The ‘contact line’, that divides Donbas in half, has significantly disrupted people’s lives and mobility in the past six years. Caused by the last armed conflict raging in Europe, this 450km long artificial separation impacted infrastructure and especially roads. Together with its sister initiative IMPACT, ACTED works to help civilians overcome hardships including through the provision of financial assistance. The two organizations also support humanitarian actors with aid response management and local authorities to build up their resilience and decision-making.
Roads, hospitals, houses: the total cost of damage to civilian infrastructure in Donbas is estimated at about $150 billion. As of 13 February 2015, date of the ceasefire agreement signature, 1569 km out of 7800 km of roads had been destroyed in the east of the country (according to the State Agency of Highways of Ukraine). This represents 20% of the roads.
All the more, forecasts predict that the recovery of the region’s infrastructure will take at least two years, assuming that no further significant damage is incurred. The problem has not improved since: substandard road quality and a lack of public transport become both the norm and a daily challenge for the population.
A lack of transport infrastructure hinders travelling from one settlement to another: this is especially problematic when someone needs to access medical services in bigger cities. In this easternmost region of Ukraine, it takes on average 30 minutes for an ambulance to arrive in Luhansk oblast, despite that it is still an everyday conflict-affected area.
While arrival times vary for many reasons, including understaffing or even lack of equipment, damaged roads are a key factor. Damaged roads themselves can be life-threatening, with the possibility that evacuation may not be possible when shelling or a natural disaster occurs.
Absence of transport is the main obstacles for the employment. The residents do not even have an opportunity to be registered at the Employment Center as one of the requirements to participate in trainings, job interviews in the Center. There are no working opportunities in the settlement itself
Bad roads also complicate the delivery of humanitarian aid, food, medicine, and the access of medical and social assistance or demining staff – yet Donbas is the most mine-contaminated area in the world.
Compounding this is the extreme weather experienced in Ukraine during the cold season. Bus and cars skid, asphalt cracks and mud slides when ice melts. Whether for food or life-preserving winter clothing, access to markets in large localities is limited due to irregular transport connections and high costs. For some settlements, winter means complete isolation: there is very little, if any, of the equipment and transport necessary to ensure that people and goods can still travel.

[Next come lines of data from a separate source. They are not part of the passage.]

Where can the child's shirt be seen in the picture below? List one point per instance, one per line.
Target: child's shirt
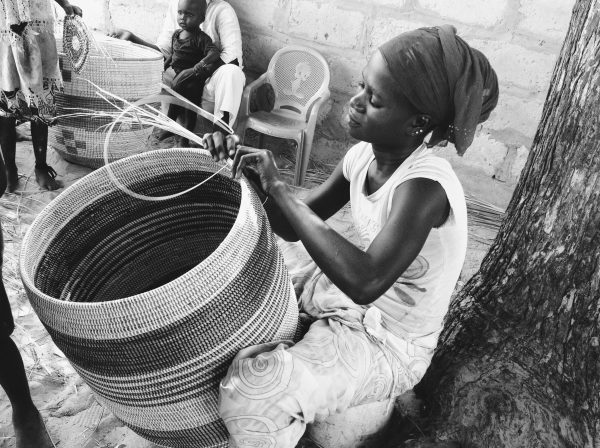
(189, 51)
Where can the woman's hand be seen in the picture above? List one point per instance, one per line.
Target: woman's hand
(258, 165)
(71, 10)
(122, 34)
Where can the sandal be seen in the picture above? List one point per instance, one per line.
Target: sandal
(45, 177)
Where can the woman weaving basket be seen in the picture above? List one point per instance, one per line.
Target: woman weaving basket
(379, 307)
(29, 79)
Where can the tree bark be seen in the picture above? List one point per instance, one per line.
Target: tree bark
(518, 363)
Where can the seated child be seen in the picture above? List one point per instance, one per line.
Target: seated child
(194, 58)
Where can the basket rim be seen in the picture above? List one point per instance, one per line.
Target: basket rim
(29, 282)
(157, 55)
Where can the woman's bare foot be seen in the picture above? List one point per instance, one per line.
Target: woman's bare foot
(45, 177)
(30, 432)
(12, 180)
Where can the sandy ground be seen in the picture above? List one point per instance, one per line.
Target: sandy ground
(74, 418)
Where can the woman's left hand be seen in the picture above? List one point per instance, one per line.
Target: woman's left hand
(71, 10)
(258, 165)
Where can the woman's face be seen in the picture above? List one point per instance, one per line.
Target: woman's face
(378, 114)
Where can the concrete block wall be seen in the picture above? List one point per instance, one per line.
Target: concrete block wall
(522, 39)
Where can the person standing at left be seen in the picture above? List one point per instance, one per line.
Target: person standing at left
(29, 81)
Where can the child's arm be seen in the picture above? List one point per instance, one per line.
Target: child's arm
(210, 62)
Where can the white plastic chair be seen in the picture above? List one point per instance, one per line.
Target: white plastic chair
(300, 79)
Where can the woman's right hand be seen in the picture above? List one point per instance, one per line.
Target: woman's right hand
(122, 34)
(258, 165)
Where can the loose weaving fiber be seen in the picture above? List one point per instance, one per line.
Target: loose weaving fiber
(129, 71)
(150, 301)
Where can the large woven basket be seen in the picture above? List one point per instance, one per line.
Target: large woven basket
(132, 72)
(150, 301)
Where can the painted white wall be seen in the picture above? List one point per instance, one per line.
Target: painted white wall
(522, 39)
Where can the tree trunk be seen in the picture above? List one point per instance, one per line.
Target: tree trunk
(518, 363)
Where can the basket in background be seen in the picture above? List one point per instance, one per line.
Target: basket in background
(150, 301)
(131, 72)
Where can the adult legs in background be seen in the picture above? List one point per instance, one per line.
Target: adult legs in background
(30, 431)
(44, 174)
(224, 90)
(8, 143)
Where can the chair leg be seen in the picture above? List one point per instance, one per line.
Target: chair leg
(260, 140)
(302, 157)
(241, 130)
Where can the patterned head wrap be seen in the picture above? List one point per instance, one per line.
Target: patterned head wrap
(442, 76)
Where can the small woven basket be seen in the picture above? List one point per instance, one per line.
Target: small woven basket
(131, 72)
(150, 301)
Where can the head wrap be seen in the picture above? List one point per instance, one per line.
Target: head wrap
(443, 77)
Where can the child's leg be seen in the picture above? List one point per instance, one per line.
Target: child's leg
(191, 90)
(8, 142)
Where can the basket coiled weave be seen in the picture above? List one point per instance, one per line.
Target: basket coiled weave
(132, 72)
(150, 301)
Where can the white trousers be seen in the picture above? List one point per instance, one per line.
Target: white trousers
(222, 91)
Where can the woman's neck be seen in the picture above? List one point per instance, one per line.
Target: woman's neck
(388, 159)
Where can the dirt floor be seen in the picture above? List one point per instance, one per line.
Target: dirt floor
(74, 418)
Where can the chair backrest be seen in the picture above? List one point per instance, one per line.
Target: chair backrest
(299, 76)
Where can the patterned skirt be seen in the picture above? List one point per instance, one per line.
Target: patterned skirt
(29, 72)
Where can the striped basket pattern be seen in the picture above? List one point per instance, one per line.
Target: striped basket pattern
(150, 301)
(134, 72)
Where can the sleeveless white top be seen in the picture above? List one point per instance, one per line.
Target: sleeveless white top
(414, 307)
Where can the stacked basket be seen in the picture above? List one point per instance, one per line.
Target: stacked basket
(127, 70)
(151, 300)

People have to go 4-5 km by foot to get any services or shops
This past winter, the REACH Initiative conducted an assessment of the living conditions in over 50 isolated settlements close to the ‘contact line’. People living in these settlements are likely to require more humanitarian assistance, as compared to the average conflict-affected population. According to the results of the assessment, the people living in these settlements consider the lack and poor quality of infrastructure as the most important daily life issue that they face. Among those visited by REACH, only three out of forty-one isolated settlements had access to roads in good condition. Even for those settlements with access to asphalt roads, which are more durable and less prone to security risks caused by mines, extreme weather events often lead to isolation.
Very poor quality of roads makes access to medical and social institutions more difficult, and there is no access to ambulances. In some settlements there is no asphalt pavement, so in the autumn-spring period people find themselves in isolation. In spring, due to the melting of snow, the risk of " washout and shift " of mines from the roadside to main road increases
Restoring civilian transport infrastructures requires enormous resources, funds and time. Such long-lasting challenges most clearly illustrate that conflict-affected populations continue to require external assistance, and underscore the crucial role played by humanitarian organizations in providing some of that assistance.

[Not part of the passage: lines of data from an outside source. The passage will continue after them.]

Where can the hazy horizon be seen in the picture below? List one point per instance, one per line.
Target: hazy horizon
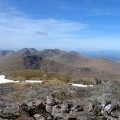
(64, 24)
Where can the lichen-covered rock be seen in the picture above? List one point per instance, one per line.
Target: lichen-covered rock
(50, 100)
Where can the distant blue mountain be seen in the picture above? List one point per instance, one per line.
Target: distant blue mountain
(111, 55)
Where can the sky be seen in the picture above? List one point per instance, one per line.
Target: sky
(63, 24)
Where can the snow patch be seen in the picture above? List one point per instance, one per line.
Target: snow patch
(3, 80)
(81, 85)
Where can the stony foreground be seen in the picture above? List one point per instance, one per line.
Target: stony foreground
(53, 109)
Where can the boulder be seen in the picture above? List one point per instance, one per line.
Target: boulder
(49, 108)
(110, 107)
(50, 100)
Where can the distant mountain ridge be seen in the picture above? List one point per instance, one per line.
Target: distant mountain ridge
(58, 61)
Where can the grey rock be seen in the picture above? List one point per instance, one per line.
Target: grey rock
(110, 107)
(49, 108)
(50, 100)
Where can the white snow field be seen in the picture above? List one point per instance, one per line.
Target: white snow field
(3, 80)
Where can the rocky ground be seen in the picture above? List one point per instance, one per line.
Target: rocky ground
(60, 102)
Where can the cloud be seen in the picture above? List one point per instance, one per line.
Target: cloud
(17, 29)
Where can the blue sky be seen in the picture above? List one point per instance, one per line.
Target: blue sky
(63, 24)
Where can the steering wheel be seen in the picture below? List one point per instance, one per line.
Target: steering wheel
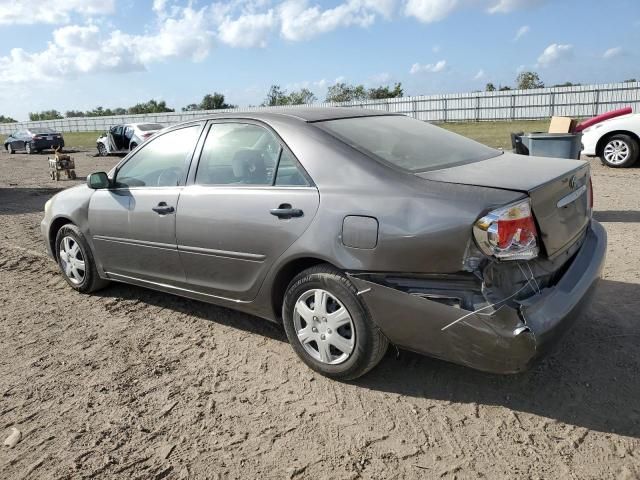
(169, 177)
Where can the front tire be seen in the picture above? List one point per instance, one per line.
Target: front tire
(620, 151)
(76, 261)
(328, 327)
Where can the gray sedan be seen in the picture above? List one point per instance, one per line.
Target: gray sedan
(352, 228)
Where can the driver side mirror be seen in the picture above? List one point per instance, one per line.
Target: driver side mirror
(98, 180)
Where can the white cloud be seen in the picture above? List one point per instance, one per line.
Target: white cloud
(555, 53)
(248, 30)
(429, 11)
(51, 11)
(508, 6)
(299, 21)
(84, 49)
(430, 67)
(522, 31)
(612, 52)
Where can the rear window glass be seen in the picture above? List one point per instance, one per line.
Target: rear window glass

In 2019, ACTED launched a Disaster Risk Reduction programme to tackle some of these issues. The intervention include working with authorities to plan for evacuation in case of disaster, training communities to deliver first aid and psychological support and engage national and international stakeholders on mobilizing resources to rehabilitate key civilian infrastructures. Beyond those specific issues, the programme also look generally to reduce the vulnerability of people to disaster risks, including those posed by abandoned sites such as industrial facilities in conflict-affected areas.